Presenter: Qiuchen Ma

Content:

This study proposes RuleFinder, a reinforcement learning-based rule abstraction model that effectively improves generalization ability to new instances and isomorphic new rules through feature similarity calculation of contrastive modules and dynamic rule update mechanisms. Experiments show that RuleFinder performs robustly in strict generalization tests containing new instances and isomorphic new rules, with accuracy far exceeding baseline models. Through systematic comparison of human participants and RuleFinder in 3-token combination tasks, this study reveals: 1) When training rules decreased from 6 to 2, RuleFinder's generalization accuracy dropped sharply, while human participants maintained stable performance, confirming AI performance's high dependence on training data diversity; 2) Human rule abstraction is susceptible to interference from specific attributes (symmetry), while RuleFinder shows strong robustness to such interference. The study shows that RuleFinder successfully achieves transferable rule representation learning through dynamic rule update mechanisms driven by contrastive feature similarity.

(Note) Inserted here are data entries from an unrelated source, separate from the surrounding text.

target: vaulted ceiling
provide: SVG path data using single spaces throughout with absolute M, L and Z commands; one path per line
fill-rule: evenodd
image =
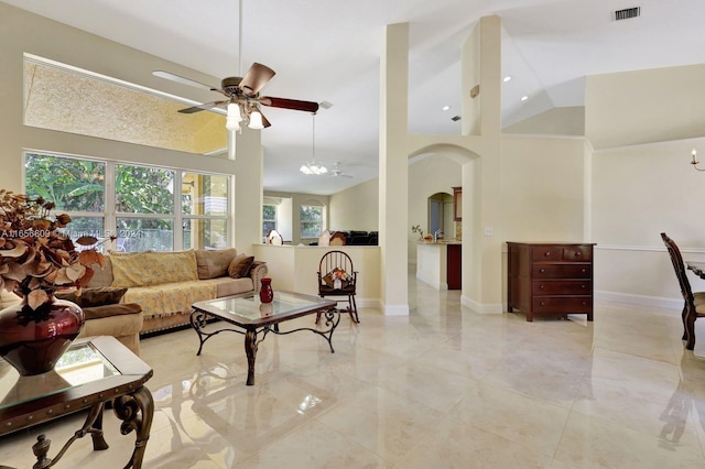
M 214 77 L 239 72 L 235 0 L 3 1 Z M 330 194 L 377 176 L 387 24 L 410 23 L 411 133 L 459 133 L 451 119 L 460 113 L 459 52 L 484 15 L 502 21 L 502 74 L 512 76 L 502 85 L 503 126 L 583 106 L 589 75 L 705 63 L 701 0 L 242 1 L 245 69 L 259 62 L 276 72 L 265 95 L 333 103 L 316 117 L 316 160 L 340 162 L 354 176 L 302 175 L 299 166 L 312 155 L 311 116 L 267 108 L 271 190 Z M 615 10 L 631 7 L 641 8 L 639 18 L 614 21 Z

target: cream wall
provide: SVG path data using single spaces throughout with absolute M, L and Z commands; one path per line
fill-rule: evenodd
M 705 173 L 688 164 L 693 146 L 705 149 L 705 138 L 595 152 L 596 291 L 682 306 L 660 233 L 673 238 L 685 260 L 705 260 Z M 695 290 L 705 290 L 704 281 L 688 275 Z
M 332 230 L 379 231 L 379 178 L 330 196 Z
M 703 137 L 705 64 L 593 75 L 585 134 L 595 149 Z
M 585 108 L 553 108 L 502 129 L 503 133 L 585 135 Z
M 583 138 L 505 135 L 503 228 L 495 236 L 505 241 L 585 241 L 586 152 Z

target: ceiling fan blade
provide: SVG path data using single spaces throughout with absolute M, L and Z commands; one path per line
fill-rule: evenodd
M 154 72 L 152 72 L 152 75 L 154 75 L 155 77 L 166 78 L 166 79 L 170 79 L 172 81 L 181 83 L 183 85 L 195 86 L 197 88 L 207 89 L 208 91 L 218 91 L 219 90 L 218 88 L 213 87 L 210 85 L 206 85 L 206 84 L 203 84 L 200 81 L 193 80 L 191 78 L 184 78 L 182 76 L 174 75 L 174 74 L 172 74 L 170 72 L 154 70 Z
M 250 69 L 247 70 L 239 86 L 247 95 L 257 95 L 274 75 L 275 72 L 270 67 L 256 62 Z
M 186 109 L 180 109 L 178 112 L 182 114 L 193 114 L 194 112 L 207 111 L 208 109 L 216 108 L 218 106 L 225 105 L 228 101 L 213 101 L 206 102 L 205 105 L 193 106 Z
M 260 98 L 260 103 L 272 108 L 293 109 L 295 111 L 316 112 L 318 103 L 313 101 L 300 101 L 299 99 L 272 98 L 265 96 Z

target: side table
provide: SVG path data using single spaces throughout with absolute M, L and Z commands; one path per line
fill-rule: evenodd
M 48 468 L 58 461 L 78 438 L 90 435 L 94 450 L 108 449 L 102 436 L 102 411 L 112 401 L 122 421 L 120 433 L 134 430 L 134 451 L 126 468 L 141 468 L 149 439 L 154 401 L 144 383 L 152 369 L 111 336 L 76 340 L 54 371 L 20 377 L 0 360 L 0 437 L 34 425 L 89 408 L 83 427 L 48 458 L 51 441 L 40 435 L 32 447 L 34 468 Z

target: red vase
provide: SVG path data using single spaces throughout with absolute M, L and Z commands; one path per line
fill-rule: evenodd
M 272 291 L 272 279 L 265 276 L 262 279 L 262 286 L 260 287 L 260 302 L 272 303 L 274 299 L 274 291 Z
M 24 298 L 0 312 L 0 356 L 23 377 L 53 370 L 85 323 L 77 304 L 50 298 L 36 309 Z

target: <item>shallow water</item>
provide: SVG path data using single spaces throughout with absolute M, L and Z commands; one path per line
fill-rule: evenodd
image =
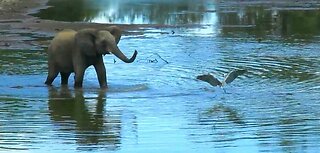
M 248 20 L 237 9 L 210 11 L 218 17 L 210 25 L 124 36 L 119 47 L 139 54 L 132 64 L 104 57 L 107 92 L 91 67 L 83 90 L 73 79 L 68 88 L 59 78 L 46 87 L 43 50 L 1 50 L 0 152 L 317 152 L 319 30 L 305 13 L 319 12 L 285 9 L 278 23 L 256 5 L 243 8 Z M 258 20 L 266 23 L 252 26 Z M 248 72 L 226 92 L 196 80 L 236 68 Z

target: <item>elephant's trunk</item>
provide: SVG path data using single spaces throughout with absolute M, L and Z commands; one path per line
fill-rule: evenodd
M 127 56 L 124 55 L 117 46 L 113 49 L 112 53 L 125 63 L 132 63 L 136 59 L 138 54 L 138 52 L 135 50 L 132 57 L 128 59 Z

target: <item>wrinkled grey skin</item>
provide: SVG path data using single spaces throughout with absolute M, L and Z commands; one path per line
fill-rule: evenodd
M 127 58 L 118 48 L 121 30 L 116 26 L 103 30 L 63 30 L 51 41 L 48 48 L 48 77 L 45 84 L 51 85 L 57 75 L 61 84 L 67 85 L 71 73 L 75 73 L 74 87 L 81 88 L 85 70 L 93 65 L 101 88 L 107 88 L 106 69 L 102 55 L 114 54 L 123 62 L 131 63 L 137 56 Z

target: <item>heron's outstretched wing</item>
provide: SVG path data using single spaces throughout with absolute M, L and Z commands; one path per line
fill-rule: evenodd
M 211 84 L 212 86 L 222 86 L 222 83 L 217 78 L 215 78 L 210 74 L 199 75 L 197 76 L 197 79 L 205 81 Z
M 239 75 L 242 75 L 243 73 L 245 73 L 246 70 L 232 70 L 224 79 L 224 82 L 226 84 L 231 83 L 234 79 L 236 79 Z

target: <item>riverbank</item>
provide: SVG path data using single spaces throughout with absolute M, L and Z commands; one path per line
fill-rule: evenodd
M 62 29 L 103 28 L 111 24 L 88 22 L 61 22 L 43 20 L 33 14 L 47 7 L 47 0 L 0 0 L 0 49 L 43 50 L 54 34 Z M 136 31 L 151 25 L 117 25 L 124 30 Z M 156 25 L 152 25 L 156 27 Z M 142 30 L 140 30 L 142 31 Z

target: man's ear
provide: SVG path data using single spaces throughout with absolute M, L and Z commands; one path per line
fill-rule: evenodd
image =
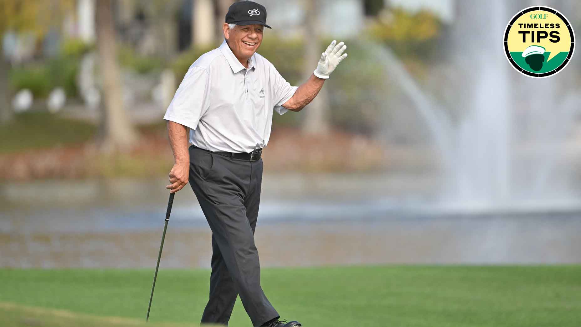
M 222 25 L 222 29 L 224 30 L 224 38 L 226 40 L 230 38 L 230 27 L 228 26 L 228 23 Z

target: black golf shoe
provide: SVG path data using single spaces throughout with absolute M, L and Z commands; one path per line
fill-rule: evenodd
M 298 321 L 287 322 L 286 320 L 273 320 L 263 325 L 263 327 L 302 327 L 303 326 Z

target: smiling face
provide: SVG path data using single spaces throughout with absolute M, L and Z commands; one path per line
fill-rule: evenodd
M 224 37 L 232 53 L 242 66 L 248 67 L 248 59 L 254 54 L 262 43 L 264 27 L 260 24 L 236 26 L 230 29 L 224 23 Z

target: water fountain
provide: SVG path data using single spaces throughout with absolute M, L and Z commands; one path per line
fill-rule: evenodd
M 579 98 L 559 93 L 573 69 L 543 80 L 518 74 L 507 62 L 501 41 L 517 9 L 500 0 L 467 2 L 457 2 L 448 56 L 451 74 L 461 81 L 450 86 L 456 88 L 457 101 L 450 101 L 456 108 L 423 91 L 389 48 L 364 45 L 429 131 L 445 176 L 440 205 L 470 211 L 578 208 L 571 187 L 573 165 L 564 155 Z M 494 15 L 470 14 L 485 12 Z M 460 113 L 457 119 L 451 109 Z

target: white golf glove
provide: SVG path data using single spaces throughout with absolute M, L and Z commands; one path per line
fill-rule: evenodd
M 342 41 L 335 45 L 336 42 L 337 41 L 333 40 L 333 42 L 327 47 L 327 49 L 321 55 L 317 69 L 313 73 L 317 77 L 328 79 L 329 75 L 335 70 L 339 63 L 347 58 L 347 54 L 341 55 L 345 49 L 347 49 L 347 45 L 345 45 L 345 42 Z

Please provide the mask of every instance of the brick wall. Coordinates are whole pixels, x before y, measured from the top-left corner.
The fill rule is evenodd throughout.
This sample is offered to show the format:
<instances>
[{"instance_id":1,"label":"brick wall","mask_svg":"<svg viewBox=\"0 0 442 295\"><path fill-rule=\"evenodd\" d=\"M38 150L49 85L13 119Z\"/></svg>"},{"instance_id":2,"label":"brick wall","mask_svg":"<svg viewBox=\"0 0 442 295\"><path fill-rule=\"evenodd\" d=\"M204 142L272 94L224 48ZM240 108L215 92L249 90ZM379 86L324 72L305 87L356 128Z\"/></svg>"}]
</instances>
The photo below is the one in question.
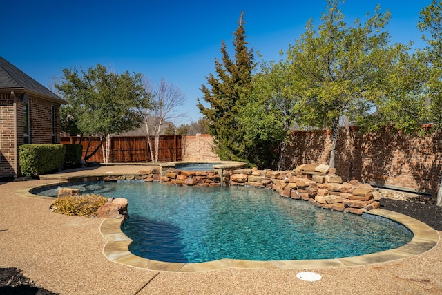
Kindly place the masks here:
<instances>
[{"instance_id":1,"label":"brick wall","mask_svg":"<svg viewBox=\"0 0 442 295\"><path fill-rule=\"evenodd\" d=\"M0 177L14 172L14 99L9 94L0 93Z\"/></svg>"},{"instance_id":2,"label":"brick wall","mask_svg":"<svg viewBox=\"0 0 442 295\"><path fill-rule=\"evenodd\" d=\"M328 131L296 131L285 158L285 168L304 163L327 164L332 146ZM385 131L360 134L342 129L335 166L346 181L407 188L427 193L437 191L442 173L442 133L423 137Z\"/></svg>"},{"instance_id":3,"label":"brick wall","mask_svg":"<svg viewBox=\"0 0 442 295\"><path fill-rule=\"evenodd\" d=\"M52 106L46 100L32 98L29 102L30 140L33 144L52 143ZM55 107L55 121L59 122L59 107ZM22 122L23 120L20 120ZM59 124L55 132L55 142L60 142ZM58 131L58 132L57 132Z\"/></svg>"},{"instance_id":4,"label":"brick wall","mask_svg":"<svg viewBox=\"0 0 442 295\"><path fill-rule=\"evenodd\" d=\"M29 97L30 142L52 142L52 106L55 106L55 122L59 122L59 105L39 98ZM15 158L19 162L18 148L23 144L23 104L17 101L17 148L14 144L14 99L9 93L0 93L0 177L12 176ZM56 124L55 142L60 142L59 123Z\"/></svg>"},{"instance_id":5,"label":"brick wall","mask_svg":"<svg viewBox=\"0 0 442 295\"><path fill-rule=\"evenodd\" d=\"M182 137L183 161L219 161L220 158L213 152L212 137L208 134Z\"/></svg>"}]
</instances>

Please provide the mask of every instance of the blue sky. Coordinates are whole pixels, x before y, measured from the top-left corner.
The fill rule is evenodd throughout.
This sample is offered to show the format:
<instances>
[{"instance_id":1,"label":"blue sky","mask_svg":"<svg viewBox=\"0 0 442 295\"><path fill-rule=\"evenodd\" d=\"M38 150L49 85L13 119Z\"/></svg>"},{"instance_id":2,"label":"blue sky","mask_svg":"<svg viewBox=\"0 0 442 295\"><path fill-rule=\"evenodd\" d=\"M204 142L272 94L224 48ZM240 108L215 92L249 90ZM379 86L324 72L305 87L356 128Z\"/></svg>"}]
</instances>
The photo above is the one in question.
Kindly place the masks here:
<instances>
[{"instance_id":1,"label":"blue sky","mask_svg":"<svg viewBox=\"0 0 442 295\"><path fill-rule=\"evenodd\" d=\"M416 28L419 12L431 0L347 0L340 8L349 24L376 4L392 13L393 42L423 47ZM232 49L233 33L244 12L250 48L265 61L278 60L305 31L318 23L326 0L265 1L23 0L3 1L0 56L46 87L61 69L101 64L118 73L141 73L153 83L164 77L186 96L182 122L201 117L197 97L205 77L215 73L221 41Z\"/></svg>"}]
</instances>

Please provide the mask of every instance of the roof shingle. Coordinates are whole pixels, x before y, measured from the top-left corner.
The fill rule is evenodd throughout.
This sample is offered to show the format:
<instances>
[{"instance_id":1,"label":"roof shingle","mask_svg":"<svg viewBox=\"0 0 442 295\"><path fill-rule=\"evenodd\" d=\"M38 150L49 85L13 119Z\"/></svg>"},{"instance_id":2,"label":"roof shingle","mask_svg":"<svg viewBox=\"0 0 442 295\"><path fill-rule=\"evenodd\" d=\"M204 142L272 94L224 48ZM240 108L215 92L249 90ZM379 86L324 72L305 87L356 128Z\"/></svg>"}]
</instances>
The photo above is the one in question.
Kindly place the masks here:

This study provides a reproducible experimental paradigm and verifiable computational framework for understanding the heterogeneity of artificial intelligence and human rule learning mechanisms.

Report Three

Control and Agency: The Influence of Parental

Parenting Beliefs on Children's Agency

Presenter: Weiwei Fan

Content:

Agency, as a core concept in children's cognitive development, presents a paradox of goals and means in its developmental pathway within parenting cultures that emphasize control: Chinese parents' "control" belief emphasizes cultivating children's self-discipline and active learning ability through strict control. While this goal aligns with core characteristics of agency (such as initiative and self-regulation), its emphasis on control may instead limit agency development by undermining autonomy. This study aims to explore the coexistence mechanism of parental "control" and agency beliefs and their impact on children's agency. Study 1, through developing a dual-dimensional questionnaire of "control" and agency beliefs, found a U-shaped relationship between the two: moderate "control" belief corresponded to the lowest agency belief; while higher or lower levels of "control" belief corresponded to higher agency beliefs, revealing a dialectical regulatory mechanism between parental "control" and agency beliefs. Study 2 focused on family decision-making contexts to examine the impact of parental "control" and agency beliefs on children's agency. Results found that in "learning" decision contexts, control-oriented "control" belief negatively predicted children's agency perception, while agency belief positively predicted it; in low agency contexts, children's agency perception significantly predicted their interpretation of maternal controlling decisions and proactive coping strategies, indicating that even under strong external constraints, children can still activate proactive behaviors through agency perception. The study reveals: parental belief transformation, from emphasizing control to supporting children's agency, helps promote children's agency development in learning contexts.